Cell host & microbe (2011-04-20)
Kin-Hang Kok, Pak-Yin Lui, Ming-Him James Ng, Kam-Leung Siu, Shannon Wing Ngor Au, Dong-Yan Jin
ABSTRACT

RIG-I, a virus sensor that triggers innate antiviral response, is a DExD/H box RNA helicase bearing structural similarity with Dicer, an RNase III-type nuclease that mediates RNA interference. Dicer requires double-stranded RNA-binding protein partners, such as PACT, for optimal activity. Here we show that PACT physically binds to the C-terminal repression domain of RIG-I and potently stimulates RIG-I-induced type I interferon production. PACT potentiates the activation of RIG-I by poly(I:C) of intermediate length. PACT also cooperates with RIG-I to sustain the activation of antiviral defense.
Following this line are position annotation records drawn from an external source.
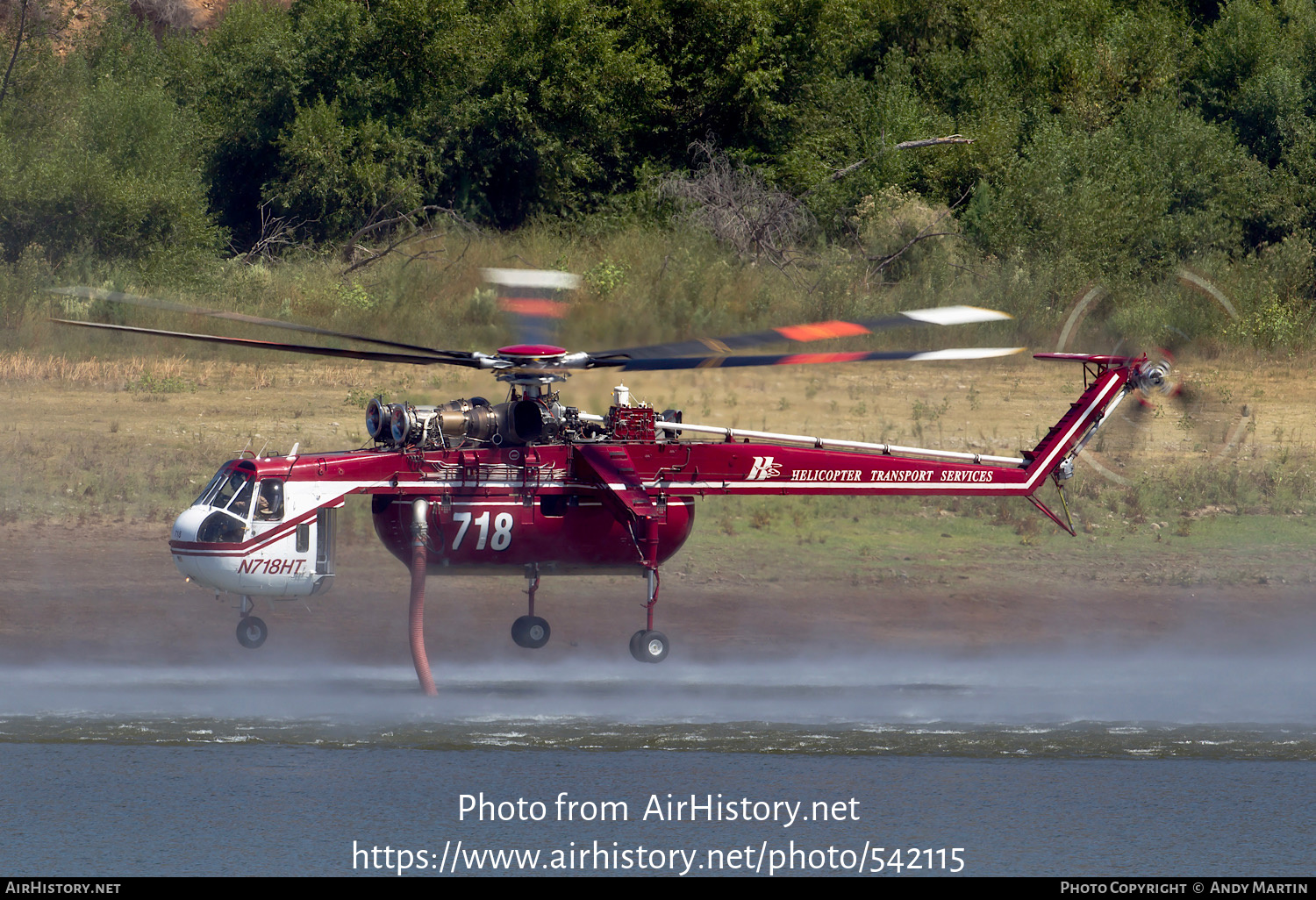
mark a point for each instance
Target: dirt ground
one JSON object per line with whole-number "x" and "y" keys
{"x": 112, "y": 595}
{"x": 87, "y": 571}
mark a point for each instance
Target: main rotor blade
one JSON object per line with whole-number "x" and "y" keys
{"x": 531, "y": 297}
{"x": 136, "y": 300}
{"x": 724, "y": 361}
{"x": 289, "y": 347}
{"x": 811, "y": 332}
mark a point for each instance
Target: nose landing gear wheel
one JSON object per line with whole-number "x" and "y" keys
{"x": 252, "y": 632}
{"x": 649, "y": 646}
{"x": 531, "y": 632}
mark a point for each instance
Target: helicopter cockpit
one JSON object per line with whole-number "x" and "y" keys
{"x": 228, "y": 495}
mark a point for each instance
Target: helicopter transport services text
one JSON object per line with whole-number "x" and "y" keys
{"x": 761, "y": 857}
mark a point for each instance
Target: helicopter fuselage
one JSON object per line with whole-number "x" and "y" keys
{"x": 620, "y": 500}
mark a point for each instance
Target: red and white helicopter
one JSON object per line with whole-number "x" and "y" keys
{"x": 540, "y": 487}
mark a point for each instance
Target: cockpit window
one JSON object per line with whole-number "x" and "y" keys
{"x": 208, "y": 489}
{"x": 225, "y": 487}
{"x": 221, "y": 528}
{"x": 268, "y": 503}
{"x": 241, "y": 503}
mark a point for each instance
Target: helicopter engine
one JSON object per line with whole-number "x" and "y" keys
{"x": 470, "y": 423}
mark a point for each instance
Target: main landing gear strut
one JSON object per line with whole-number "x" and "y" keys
{"x": 252, "y": 631}
{"x": 647, "y": 645}
{"x": 531, "y": 631}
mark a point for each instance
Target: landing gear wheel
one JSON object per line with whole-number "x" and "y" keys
{"x": 649, "y": 646}
{"x": 531, "y": 632}
{"x": 252, "y": 632}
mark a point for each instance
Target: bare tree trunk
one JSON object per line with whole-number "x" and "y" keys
{"x": 18, "y": 44}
Depletion of PACT substantially attenuates viral induction of interferons. The activation of RIG-I by PACT does not require double-stranded RNA-dependent protein kinase or Dicer, but is mediated by a direct interaction that leads to stimulation of its ATPase activity. Our findings reveal PACT as an important component in initiating and sustaining the RIG-I-dependent antiviral response.